Using Jupyter Notebooks With DerivaML

DerivaML can be used to execute Jupyter notebooks in a reproducible and structured manner. Although DerivaML provides numerous tools to support reproducible machine learning, users must adopt and maintain standardized development practices to fully benefit from these tools.

In general, achieving reproducablity with Jupyter notebooks will require some disiplane on the part of the developer.
For an amuzing take on some of the chalages assocated with Jupyter notebooks, the follow presentation is very helpful: I Don't Like Notebooks

To ensure that your Jupyter notebooks are reproducible, follow these recommended guidelines:

Version Control and Semantic Versioning

Always store your notebook in a GitHub repository. A repository template for DerivaML project can be found at DerivaML Repository Template. To use a GitHub template select the Use This Template dropdown from the GitHub user interface, rather than clone. The template contains examples of both a DerivaML Python script and Jupyter notebook.

Adopt semantic versioning for your notebooks. In addition to semantic versions, Git tags are also quite helpful. The repository templates provides a script to simplify managing version numbers and tags.

bumpversion major|minor|patch

Clearing Notebook Outputs

Normal operation of a Jupyter notebook puts results in output cells in the notebook, modifying the notebook file and complicating reproducablity. For this reason, we recommend that before committing a notebook to Git, to clear all output cells, ensuring that only code and markdown cells are version-controlled.

While you can always clear output cells manaally from the notebook, DerivaML includes a script which automatically strips output cells upon commit. To set this up, execute the following command once in your repository:

nboutputstrip --install

You only need to perform the install once per repository, and after that, the notebook output will be striped before every commit.

Setting Notebook Parameters

Another challange for reproducibility is that the behavior of cells in a notebook is often modifified by changing the values of global variables assigned in a code cell. In order to impose some order on this potentially chaotic process, DerivaML adopts the use of Papermill to help manage configuring notebooks prior to execution. The basic idea behind Papermill is to place all of the configuration variables for a notebook in a single cell, and then provide and interface that will substitute values in for those variables and run the notebook in its entirety.

To use Papermill in DerivaML: - Define all configurable variables in a single "parameters" cell located immediately after your imports at the top of your notebook. The contents of this cell can be automatically updated when the notebook is executed. For Papermill to work, you must have a Jupyter cell tagged with parameters to indicate which cell contains parameter values. The DerivaML template already has this cell tagged. See Papermill for instructions on how to do this. . - The parameters cell should contain only comments and variable assignments. It is recommended to include type hints for clarity and usability. - Avoid setting configuration variables elsewhere in your notebook.

Notebook Structure and Execution Flow

The overall workflow supported by DerivaML is a phase in which notebooks are developed and debugged, followed by an experimental phase in which multiple model parameters might be evauated, or alternative approches explored. The boundary between debugging and experimentation can be fuzzy, in general it is better to err on the side of considering a run of a notebook to be an experiment rather than debugging.

The following guidelines can help facilitate notebook reproducibility: - Structure your notebook so that it runs sequentially, from the first to the last cell. - Regularly restart the kernel, clear outputs, and execute all cells sequentially to confirm reproducibility. - Keep each notebook focused on a single task; avoid combining multiple tasks within one notebook. - Utilize the dry_run mode during debugging to avoid cluttering the catalog with unnecessary execution records.
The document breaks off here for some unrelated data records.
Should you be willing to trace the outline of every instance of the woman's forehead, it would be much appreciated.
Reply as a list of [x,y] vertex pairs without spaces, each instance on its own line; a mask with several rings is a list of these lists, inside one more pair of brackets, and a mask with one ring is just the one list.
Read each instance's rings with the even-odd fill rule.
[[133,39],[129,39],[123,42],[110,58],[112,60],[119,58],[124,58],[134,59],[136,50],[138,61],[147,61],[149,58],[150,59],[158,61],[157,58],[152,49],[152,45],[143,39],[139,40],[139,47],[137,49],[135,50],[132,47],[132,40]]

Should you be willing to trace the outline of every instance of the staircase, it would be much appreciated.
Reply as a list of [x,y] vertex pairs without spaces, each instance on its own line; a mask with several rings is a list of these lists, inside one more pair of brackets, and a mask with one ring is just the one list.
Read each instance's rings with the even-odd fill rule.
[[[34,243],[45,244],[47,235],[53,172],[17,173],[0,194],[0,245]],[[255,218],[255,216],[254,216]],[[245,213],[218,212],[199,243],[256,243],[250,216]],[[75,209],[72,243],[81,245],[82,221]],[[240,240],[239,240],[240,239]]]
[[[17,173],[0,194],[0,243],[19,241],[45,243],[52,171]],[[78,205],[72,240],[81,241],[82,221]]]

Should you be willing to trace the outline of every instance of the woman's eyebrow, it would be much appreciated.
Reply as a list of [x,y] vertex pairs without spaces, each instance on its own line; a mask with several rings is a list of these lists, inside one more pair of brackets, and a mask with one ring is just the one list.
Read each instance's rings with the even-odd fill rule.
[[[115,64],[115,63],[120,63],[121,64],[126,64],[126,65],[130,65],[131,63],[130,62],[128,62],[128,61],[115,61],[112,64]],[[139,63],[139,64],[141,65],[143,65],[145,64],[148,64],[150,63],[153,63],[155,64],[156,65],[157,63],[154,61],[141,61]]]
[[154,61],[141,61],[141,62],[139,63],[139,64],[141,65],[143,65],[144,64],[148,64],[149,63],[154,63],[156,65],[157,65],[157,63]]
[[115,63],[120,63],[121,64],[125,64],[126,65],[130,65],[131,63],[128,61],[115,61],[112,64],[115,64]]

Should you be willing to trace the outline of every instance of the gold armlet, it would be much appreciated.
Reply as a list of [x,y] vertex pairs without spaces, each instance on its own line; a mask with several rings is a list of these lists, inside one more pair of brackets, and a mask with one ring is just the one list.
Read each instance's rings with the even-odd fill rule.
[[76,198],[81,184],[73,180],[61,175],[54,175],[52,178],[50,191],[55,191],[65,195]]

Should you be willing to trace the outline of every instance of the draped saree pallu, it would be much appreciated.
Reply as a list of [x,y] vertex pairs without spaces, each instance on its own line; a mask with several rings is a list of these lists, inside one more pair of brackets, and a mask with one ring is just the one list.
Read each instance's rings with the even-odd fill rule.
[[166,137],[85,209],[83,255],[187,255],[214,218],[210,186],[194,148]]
Example:

exe = ml_instance.create_execution(configuration=ExecutionConfiguration(...), dry_run=True)

Use dry_run only for debugging, not during model tuning, as recording all tuning attempts is crucial for transparency and reproducibility.
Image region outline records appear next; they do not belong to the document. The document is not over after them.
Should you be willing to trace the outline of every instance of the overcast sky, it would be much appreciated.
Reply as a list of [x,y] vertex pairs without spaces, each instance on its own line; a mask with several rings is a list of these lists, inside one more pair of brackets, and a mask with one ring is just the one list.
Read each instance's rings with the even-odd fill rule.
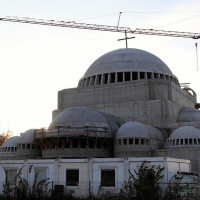
[[[17,16],[200,33],[200,1],[195,0],[0,0],[0,17]],[[163,60],[180,83],[190,83],[200,102],[193,39],[128,35],[129,48]],[[0,132],[19,135],[48,127],[57,92],[76,87],[101,55],[125,48],[123,33],[0,21]],[[199,48],[200,55],[200,48]],[[200,60],[200,59],[199,59]]]

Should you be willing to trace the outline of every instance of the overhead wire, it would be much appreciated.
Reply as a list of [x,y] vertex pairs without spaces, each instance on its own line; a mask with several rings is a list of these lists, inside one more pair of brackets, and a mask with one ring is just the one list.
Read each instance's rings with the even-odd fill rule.
[[172,23],[169,23],[169,24],[165,24],[163,26],[158,26],[158,27],[155,27],[154,29],[157,29],[157,28],[161,28],[161,27],[164,27],[164,26],[169,26],[169,25],[172,25],[172,24],[176,24],[176,23],[179,23],[179,22],[183,22],[183,21],[186,21],[186,20],[190,20],[190,19],[193,19],[193,18],[196,18],[196,17],[199,17],[200,15],[196,15],[194,17],[190,17],[190,18],[187,18],[187,19],[183,19],[183,20],[180,20],[180,21],[176,21],[176,22],[172,22]]

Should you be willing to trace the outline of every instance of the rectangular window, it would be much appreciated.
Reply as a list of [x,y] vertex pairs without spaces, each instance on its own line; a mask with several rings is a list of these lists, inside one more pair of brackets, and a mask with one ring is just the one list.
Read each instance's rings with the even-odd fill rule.
[[125,81],[130,81],[131,80],[131,75],[130,72],[125,72]]
[[126,139],[123,139],[123,145],[126,145]]
[[79,186],[79,170],[78,169],[66,170],[66,186]]
[[101,170],[101,186],[115,187],[115,169]]
[[40,181],[45,180],[47,178],[47,170],[46,169],[37,169],[37,170],[35,170],[35,173],[38,173],[37,183],[39,183]]
[[11,185],[14,185],[16,176],[17,170],[6,170],[6,181],[8,181]]
[[129,144],[133,144],[133,139],[129,139]]
[[135,139],[135,144],[139,144],[139,139]]
[[142,144],[142,145],[145,144],[145,139],[141,139],[141,144]]

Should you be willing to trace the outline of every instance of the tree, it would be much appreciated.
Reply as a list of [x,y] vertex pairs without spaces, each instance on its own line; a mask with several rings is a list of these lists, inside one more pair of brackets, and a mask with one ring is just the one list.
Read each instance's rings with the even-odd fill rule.
[[11,130],[7,130],[7,131],[3,131],[2,133],[0,133],[0,146],[10,137],[12,136],[12,131]]
[[132,199],[160,200],[162,189],[159,180],[163,178],[164,167],[153,165],[149,168],[145,163],[148,162],[144,161],[138,171],[134,170],[135,176],[129,171],[129,181],[124,183],[121,192]]

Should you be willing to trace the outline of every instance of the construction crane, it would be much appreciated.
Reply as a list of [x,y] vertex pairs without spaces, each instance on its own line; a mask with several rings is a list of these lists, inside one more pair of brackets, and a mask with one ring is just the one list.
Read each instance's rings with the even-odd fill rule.
[[47,26],[59,26],[59,27],[67,27],[67,28],[89,29],[89,30],[98,30],[98,31],[121,32],[121,33],[125,33],[126,31],[126,33],[132,33],[132,34],[158,35],[158,36],[182,37],[182,38],[192,38],[192,39],[200,38],[200,33],[164,31],[164,30],[154,30],[154,29],[140,29],[140,28],[131,30],[131,28],[129,27],[76,23],[75,21],[55,21],[55,20],[44,20],[44,19],[35,19],[35,18],[27,18],[27,17],[4,17],[4,18],[0,18],[0,21],[38,24],[38,25],[47,25]]
[[[67,27],[67,28],[78,28],[78,29],[89,29],[89,30],[97,30],[97,31],[125,33],[125,38],[119,39],[119,40],[126,40],[126,47],[127,47],[127,39],[133,38],[133,37],[128,38],[127,33],[156,35],[156,36],[181,37],[181,38],[192,38],[192,39],[195,39],[195,40],[198,40],[200,38],[200,33],[165,31],[165,30],[154,30],[154,29],[140,29],[140,28],[137,28],[135,30],[131,30],[131,28],[129,28],[129,27],[120,27],[119,21],[118,21],[117,26],[77,23],[75,21],[44,20],[44,19],[35,19],[35,18],[27,18],[27,17],[4,17],[4,18],[0,18],[0,21],[9,21],[9,22],[47,25],[47,26],[58,26],[58,27]],[[197,70],[198,70],[197,42],[195,43],[195,47],[196,47]]]

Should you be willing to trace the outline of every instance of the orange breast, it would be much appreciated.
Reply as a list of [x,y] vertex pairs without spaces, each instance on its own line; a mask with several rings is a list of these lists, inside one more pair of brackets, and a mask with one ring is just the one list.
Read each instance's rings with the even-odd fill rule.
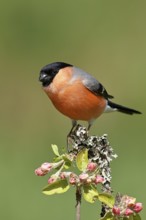
[[44,88],[54,106],[74,120],[90,121],[99,117],[104,112],[107,101],[90,92],[80,80],[69,83],[70,74],[68,70],[66,77],[61,78],[62,81],[57,74],[53,83]]

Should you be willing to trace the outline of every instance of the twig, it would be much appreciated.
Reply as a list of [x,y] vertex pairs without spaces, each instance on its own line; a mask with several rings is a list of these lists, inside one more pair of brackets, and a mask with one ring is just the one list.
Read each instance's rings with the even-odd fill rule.
[[80,187],[76,188],[76,220],[80,220],[82,193]]

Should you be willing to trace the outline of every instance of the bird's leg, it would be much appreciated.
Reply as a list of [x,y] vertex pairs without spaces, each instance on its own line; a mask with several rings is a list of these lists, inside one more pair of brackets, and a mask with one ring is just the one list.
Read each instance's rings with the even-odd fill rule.
[[73,133],[73,130],[74,130],[74,128],[77,126],[77,121],[75,121],[75,120],[72,120],[72,128],[71,128],[71,130],[70,130],[70,132],[68,133],[68,135],[67,135],[67,151],[69,152],[69,139],[70,139],[70,136],[71,136],[71,134]]

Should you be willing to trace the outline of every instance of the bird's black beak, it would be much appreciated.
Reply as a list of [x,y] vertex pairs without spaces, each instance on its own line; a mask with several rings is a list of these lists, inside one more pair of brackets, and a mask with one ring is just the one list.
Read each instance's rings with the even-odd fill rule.
[[41,72],[40,73],[40,77],[39,77],[39,81],[40,82],[44,82],[46,78],[47,78],[47,74]]

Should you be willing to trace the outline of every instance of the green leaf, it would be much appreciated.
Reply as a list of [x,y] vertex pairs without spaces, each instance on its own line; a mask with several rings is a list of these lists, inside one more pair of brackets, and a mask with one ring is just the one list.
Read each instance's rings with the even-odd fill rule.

Commit and Tagging Procedures

After validating your notebook, commit it and generate a corresponding version tag using the provided scripts. For example:

./bump-version.sh  major|minor|patch

Executing Notebooks with DerivaML

A reproducable notebook execution has three components. 1. A commited notebook file is specified. 2. Per-execution specific values for variables in the parameters cell are specfified and a new cell with the specified parameter values is injected into the notebock. 3. The modified notebook is executed in its entirety, including the uploading of any notebook generated assets. 4. On conclusion of the notebook executiong, the resulting notebook file, including output cells is uploaded into the DerivaML catalog and stored in the Execution_Assets table.

DerivaML includes the deriva-ml-run-notebook command to conveniently execute notebooks, substitute parameters dynamically, and store the execution results as assets. AN example of how this command is used is:

deriva-ml-run-notebook --parameter parameter1 value1 --parameter parameter2 value2 my-notebook.ipynb

This command substitutes value1 and value2 into the corresponding parameters within the notebook's parameters cell, executes the notebook entirely, and saves the resulting notebook as an execution asset in the catalog.

Alternatively, parameters can be specified via a JSON configuration file using the --file filename option. You may also automate experiments using scripts stored in GitHub, ensuring reproducibility through version control and clear documentation.